Front-End Engineers Are Engineers Too

Craig Willard | 05/19/2018

Back when I started my first job as a web engineer in 2000, I was slinging tables-based HTML with laughable stylesheets and the occasional obnoxious Javascript. At the time, I was also a computer science major learning Java, and I knew that the work I was doing in my co-op building web pages was not quite the same thing that I was hearing about in my CS lectures.

In the early days, web development primarily involved marking up information with HTML, a far cry from the conventional procedural languages associated with classic software development. It was obvious that there was a bold line separating web engineers (if that term had even been coined yet) from traditional programmers.

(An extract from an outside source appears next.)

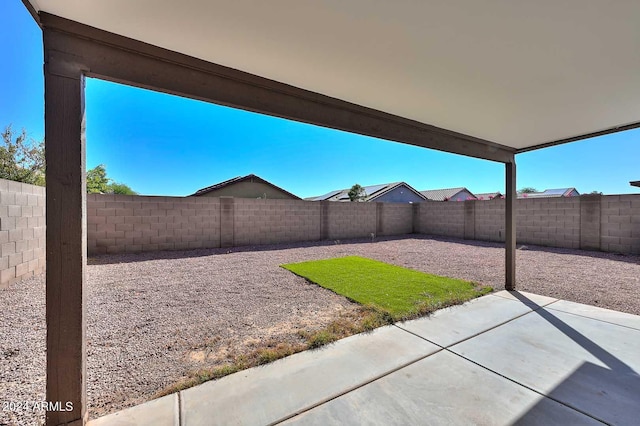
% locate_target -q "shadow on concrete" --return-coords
[512,292,640,424]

While that line may have been bold in 2000, it has thinned out considerably since, to the point that (in my opinion) it’s not really visible. No longer are web engineers simply “slicers” or anybody-can-do-it code monkeys who cut graphics and then let their favorite WYSIWYG editor do the magic. In addition to accounting for accessibility, internationalization and search engine considerations, building web experiences that work on every desktop, tablet and smartphone takes more effort today than ever.

Increasingly, front-end development employs many traditional programming processes and concepts. We are focused on building smart and flexible, following patterns, not repeating ourselves and modularizing or componentizing as much as possible. Working on the front end these days means having a back-end mindset—we are involved in defining data models and negotiating data contracts for services that clients’ UI frameworks will interact with. It means writing build tasks and unit tests, optimizing load time and, on many occasions, not only delivering code in a way that will ease integration, but actually integrating that code.

When I first started doing web development, I would have never thought to call myself an engineer or a software developer, and back in 2000 those terms would not have been applicable anyway. But web engineers have come a long way in the past 15 years. We are no longer the black sheep of the software community. Front-end engineers are engineers, too.